H. I. Christensen
Throughout the last three decades there has been a number of efforts in terms of doing systems integration. One of the first approaches in terms of building a system is probably Roberts [Roberts63]. Since then a large number of research efforts have been undertaken to build more or less complete systems [Brooks81,Hanson-Riseman78,VAP,Navlab,Dickmanns]. It is, however, characteristic that the construction of full systems is still a major problem both in terms of research prototypes and commercial systems.
The problems in terms of building systems are apparent from a number of indications. The most obvious indicator is probably that so far few commercial systems are available for 'general' domains. Almost all commercial systems are highly tailored to the specific applications for which it is used. This implies that a significant engineering effort is required for each new application. Such a requirement implies that vision only is a competitive technology for application domains, that are characterised by high volume, high risk or high cost. the potential for computer vision is however vast and diverse, but more structured implementation techniques must be provided before wide spread use can be expected. In addition a number of basic problems must be addressed before a more advanced applications can be provided.
Some of the primary reasons why systems integration still is a major problems are:
Another problem in system design and implementation is the need for computational resources. It is still characteristic that complex applications can only be implemented on state of the art computer facilities. At the same time it is difficult to scale applications in relation to available resources. Both of these problems are related to the issue of control, i.e. how are limited resources in terms of memory and CPU-power etc. most efficiently exploited and how is real-time response guareentied.
In the remainder of this chapter each of the problems outlined above are discussed in more detail and at the end a set of research and development issues that are considered particularly important is outlined.
In computer vision systems there is a need for a certain minimum of hardware resources. The obvious components are cameras and frame grabbers, in addition digital signal processors (DSPs) or dedicated hardware is often utilised. Each of these hardware components have their own problems.
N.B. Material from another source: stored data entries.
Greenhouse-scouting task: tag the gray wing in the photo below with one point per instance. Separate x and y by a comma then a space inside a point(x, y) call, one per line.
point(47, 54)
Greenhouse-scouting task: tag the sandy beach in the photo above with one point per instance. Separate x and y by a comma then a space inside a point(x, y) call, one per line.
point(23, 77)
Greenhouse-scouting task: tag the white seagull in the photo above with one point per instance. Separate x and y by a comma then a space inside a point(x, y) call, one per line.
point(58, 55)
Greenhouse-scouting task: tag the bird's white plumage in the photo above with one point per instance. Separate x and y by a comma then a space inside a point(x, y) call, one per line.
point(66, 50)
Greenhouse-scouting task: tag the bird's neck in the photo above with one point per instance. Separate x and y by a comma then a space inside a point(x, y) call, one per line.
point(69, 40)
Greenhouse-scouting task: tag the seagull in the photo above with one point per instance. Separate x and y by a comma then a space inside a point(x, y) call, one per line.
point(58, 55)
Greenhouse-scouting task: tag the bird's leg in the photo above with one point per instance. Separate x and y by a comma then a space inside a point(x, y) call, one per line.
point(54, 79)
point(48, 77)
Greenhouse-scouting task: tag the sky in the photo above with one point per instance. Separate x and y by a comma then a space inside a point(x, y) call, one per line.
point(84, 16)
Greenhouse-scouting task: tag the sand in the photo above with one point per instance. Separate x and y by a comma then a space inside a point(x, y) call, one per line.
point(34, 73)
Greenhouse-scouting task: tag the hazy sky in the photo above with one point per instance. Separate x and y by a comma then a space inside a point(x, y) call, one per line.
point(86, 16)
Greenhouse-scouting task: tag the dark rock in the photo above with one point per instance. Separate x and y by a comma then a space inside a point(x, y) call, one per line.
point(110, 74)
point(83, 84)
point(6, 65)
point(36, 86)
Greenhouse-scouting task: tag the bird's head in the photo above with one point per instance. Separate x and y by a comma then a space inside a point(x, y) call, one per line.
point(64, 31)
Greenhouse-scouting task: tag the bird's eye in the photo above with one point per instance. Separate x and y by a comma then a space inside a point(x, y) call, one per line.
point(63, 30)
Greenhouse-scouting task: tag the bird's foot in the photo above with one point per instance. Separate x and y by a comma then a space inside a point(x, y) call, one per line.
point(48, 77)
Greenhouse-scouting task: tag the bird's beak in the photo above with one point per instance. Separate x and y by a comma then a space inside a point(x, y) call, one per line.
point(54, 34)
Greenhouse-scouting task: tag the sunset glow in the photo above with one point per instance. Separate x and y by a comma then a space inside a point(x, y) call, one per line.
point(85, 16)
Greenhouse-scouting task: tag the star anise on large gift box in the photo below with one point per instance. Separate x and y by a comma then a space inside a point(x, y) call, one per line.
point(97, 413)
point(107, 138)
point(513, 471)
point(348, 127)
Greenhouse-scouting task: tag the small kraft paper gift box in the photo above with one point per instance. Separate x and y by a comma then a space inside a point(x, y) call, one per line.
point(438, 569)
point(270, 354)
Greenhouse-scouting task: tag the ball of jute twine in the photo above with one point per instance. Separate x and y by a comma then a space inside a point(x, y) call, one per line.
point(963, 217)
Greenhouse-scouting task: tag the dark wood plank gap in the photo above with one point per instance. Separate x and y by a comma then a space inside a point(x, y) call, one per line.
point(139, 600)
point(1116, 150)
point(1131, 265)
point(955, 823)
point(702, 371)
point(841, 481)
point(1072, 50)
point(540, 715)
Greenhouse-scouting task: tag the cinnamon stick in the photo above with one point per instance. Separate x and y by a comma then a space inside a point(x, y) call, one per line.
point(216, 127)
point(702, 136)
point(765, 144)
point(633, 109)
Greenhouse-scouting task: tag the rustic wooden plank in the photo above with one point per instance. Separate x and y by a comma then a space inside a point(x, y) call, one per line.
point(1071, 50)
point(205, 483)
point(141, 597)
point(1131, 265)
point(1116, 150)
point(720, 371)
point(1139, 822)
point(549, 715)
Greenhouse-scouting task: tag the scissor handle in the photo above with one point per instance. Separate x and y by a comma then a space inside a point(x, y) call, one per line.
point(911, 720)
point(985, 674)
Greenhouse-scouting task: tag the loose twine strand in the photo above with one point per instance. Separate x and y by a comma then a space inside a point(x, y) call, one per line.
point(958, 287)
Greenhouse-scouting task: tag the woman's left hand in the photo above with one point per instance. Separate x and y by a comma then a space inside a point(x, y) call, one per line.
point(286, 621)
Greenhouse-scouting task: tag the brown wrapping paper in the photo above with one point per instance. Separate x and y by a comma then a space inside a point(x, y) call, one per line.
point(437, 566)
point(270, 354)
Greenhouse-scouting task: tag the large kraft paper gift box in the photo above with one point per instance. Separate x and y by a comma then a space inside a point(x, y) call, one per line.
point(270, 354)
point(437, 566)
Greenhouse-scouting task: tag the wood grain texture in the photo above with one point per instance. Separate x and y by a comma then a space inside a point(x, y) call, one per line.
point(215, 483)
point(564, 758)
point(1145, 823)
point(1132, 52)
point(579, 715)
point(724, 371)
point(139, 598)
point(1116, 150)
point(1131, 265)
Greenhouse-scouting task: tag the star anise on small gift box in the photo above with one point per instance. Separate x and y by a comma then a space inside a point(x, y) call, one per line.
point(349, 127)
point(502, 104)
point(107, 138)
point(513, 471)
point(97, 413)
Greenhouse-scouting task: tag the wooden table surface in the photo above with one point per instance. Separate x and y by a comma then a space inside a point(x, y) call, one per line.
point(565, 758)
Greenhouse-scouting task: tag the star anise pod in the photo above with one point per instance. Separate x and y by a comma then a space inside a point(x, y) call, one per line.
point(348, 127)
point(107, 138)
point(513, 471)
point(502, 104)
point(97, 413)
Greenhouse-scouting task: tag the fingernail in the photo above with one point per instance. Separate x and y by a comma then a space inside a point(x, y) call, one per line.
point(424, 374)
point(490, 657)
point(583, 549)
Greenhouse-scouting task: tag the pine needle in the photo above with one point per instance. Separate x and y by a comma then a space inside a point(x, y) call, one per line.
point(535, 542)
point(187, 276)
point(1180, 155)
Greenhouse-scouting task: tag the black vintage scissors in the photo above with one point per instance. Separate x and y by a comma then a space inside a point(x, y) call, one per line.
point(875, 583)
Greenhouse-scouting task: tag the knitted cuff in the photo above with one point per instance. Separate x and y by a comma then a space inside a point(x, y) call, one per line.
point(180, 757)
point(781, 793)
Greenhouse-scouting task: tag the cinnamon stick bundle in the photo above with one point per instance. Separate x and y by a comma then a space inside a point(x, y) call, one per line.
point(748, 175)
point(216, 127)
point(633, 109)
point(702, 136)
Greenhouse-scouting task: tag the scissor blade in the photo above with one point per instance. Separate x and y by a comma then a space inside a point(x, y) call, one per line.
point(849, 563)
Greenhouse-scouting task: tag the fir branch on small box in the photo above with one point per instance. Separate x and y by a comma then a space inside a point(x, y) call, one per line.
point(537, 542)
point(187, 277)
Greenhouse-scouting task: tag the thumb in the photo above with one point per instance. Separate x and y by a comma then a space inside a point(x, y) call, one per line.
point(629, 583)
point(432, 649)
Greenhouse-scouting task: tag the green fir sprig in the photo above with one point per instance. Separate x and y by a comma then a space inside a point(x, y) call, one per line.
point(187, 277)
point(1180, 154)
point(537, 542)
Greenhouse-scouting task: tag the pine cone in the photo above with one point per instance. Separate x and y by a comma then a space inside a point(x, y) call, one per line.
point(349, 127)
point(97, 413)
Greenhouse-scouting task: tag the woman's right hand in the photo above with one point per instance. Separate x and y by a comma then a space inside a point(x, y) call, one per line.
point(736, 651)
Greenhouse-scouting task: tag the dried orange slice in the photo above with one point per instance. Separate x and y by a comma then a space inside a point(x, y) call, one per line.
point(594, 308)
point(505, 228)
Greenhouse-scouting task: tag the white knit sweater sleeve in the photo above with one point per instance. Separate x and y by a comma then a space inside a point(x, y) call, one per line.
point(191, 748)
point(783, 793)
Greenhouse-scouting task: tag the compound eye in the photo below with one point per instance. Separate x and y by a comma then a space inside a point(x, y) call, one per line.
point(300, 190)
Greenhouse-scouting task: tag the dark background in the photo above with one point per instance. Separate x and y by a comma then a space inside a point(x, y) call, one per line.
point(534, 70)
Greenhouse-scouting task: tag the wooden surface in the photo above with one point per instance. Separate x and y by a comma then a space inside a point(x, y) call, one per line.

First of all almost all available cameras (for commercial use) are designed based with broadcasting in mind, which implies that the output signal is according to the PAL or NTSC standard. This standard is excellent for transmission of images and subsequent viewing on monitors but it is not obvious that they are well suited for computer vision. The first problem is that the sampling period is 50 or 60Hz. Through use of shutters etc it is possible to reduce the effective sampling period, but it is very difficult to increase the sampling frequency, which implicitly provides an upper limit to the speed of a system. The other problem is that the spatial resolution often is inadequate. I.e. one has to make a compromise between the field of view and spatial resolution. Having access to better cameras would simplify a large number of problems. Recent progress in CMOS technology indicates that it might soon be possible to get cameras with a higher resolution and with the ability to do pixel by pixel addressing which would enable more efficient use of the sensing system.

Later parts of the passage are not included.